Martin Wilck [Fri, 16 Sep 2022 19:36:52 +0000 (21:36 +0200)]
feat(nvmf): add code for parsing the NBFT
Add code to parse the Nvme-oF Boot Firmware Table (NBFT) according
to the NVM Express Boot Specification 1.0 [1]. The implementation in
dracut follows a similar general approach as iBFT support in the
iscsi module.
NBFT support requires two steps:
(1) Setting up the network and routing according to the
HFI ("Host Fabric Interface") records in the NBFT,
(2) Establishing the actual NVMe-oF connection.

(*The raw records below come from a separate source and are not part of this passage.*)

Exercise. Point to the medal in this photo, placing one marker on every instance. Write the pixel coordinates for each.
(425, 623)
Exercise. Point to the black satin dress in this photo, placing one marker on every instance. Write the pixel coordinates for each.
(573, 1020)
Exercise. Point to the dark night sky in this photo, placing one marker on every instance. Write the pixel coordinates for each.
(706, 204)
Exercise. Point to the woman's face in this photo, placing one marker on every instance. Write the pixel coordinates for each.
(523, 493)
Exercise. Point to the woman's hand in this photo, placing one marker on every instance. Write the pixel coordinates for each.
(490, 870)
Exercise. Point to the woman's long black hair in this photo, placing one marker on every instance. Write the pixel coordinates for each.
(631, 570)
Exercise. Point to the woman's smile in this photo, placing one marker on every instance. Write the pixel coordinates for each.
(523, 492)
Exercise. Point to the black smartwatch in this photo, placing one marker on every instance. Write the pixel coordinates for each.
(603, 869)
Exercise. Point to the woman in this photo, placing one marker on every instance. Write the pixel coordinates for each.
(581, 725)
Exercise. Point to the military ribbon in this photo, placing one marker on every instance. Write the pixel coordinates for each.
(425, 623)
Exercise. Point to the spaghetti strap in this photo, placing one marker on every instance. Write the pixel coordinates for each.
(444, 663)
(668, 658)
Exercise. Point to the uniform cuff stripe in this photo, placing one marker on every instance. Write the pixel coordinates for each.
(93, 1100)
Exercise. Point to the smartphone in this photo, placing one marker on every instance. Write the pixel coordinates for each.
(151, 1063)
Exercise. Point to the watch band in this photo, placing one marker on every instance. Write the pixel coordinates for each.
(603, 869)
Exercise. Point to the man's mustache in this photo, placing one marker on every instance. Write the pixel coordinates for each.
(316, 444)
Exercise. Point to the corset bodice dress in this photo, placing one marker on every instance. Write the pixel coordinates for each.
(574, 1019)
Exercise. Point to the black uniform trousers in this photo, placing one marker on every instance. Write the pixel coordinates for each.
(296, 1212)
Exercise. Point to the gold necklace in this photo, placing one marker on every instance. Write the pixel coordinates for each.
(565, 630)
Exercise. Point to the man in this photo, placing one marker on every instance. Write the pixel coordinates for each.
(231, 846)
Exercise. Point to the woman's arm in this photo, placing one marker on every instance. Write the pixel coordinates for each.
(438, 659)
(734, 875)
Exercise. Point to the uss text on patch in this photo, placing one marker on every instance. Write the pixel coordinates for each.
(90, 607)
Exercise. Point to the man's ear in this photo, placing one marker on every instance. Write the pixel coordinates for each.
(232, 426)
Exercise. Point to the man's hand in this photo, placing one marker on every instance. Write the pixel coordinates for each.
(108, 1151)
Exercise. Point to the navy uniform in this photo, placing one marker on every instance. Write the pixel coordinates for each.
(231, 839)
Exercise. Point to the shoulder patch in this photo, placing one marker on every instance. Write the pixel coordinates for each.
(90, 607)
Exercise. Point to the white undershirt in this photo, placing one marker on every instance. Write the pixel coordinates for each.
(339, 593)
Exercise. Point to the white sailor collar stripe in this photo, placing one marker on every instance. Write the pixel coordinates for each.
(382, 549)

(1) is accomplished by reading the NBFT using JSON output from
the "nvme nbft show" command, and transforming it into command
line options ("ip=", "rd.neednet", etc.) understood by dracut's
network module and its backends. The resulting network setup code
is backend-agnostic. It has been tested with the "network-legacy"
and "network-manager" network backend modules. The network setup
code supports IPv4 and IPv6 with static, RA, or DHCP configurations,
802.1q VLANs, and simple routing / gateway setup.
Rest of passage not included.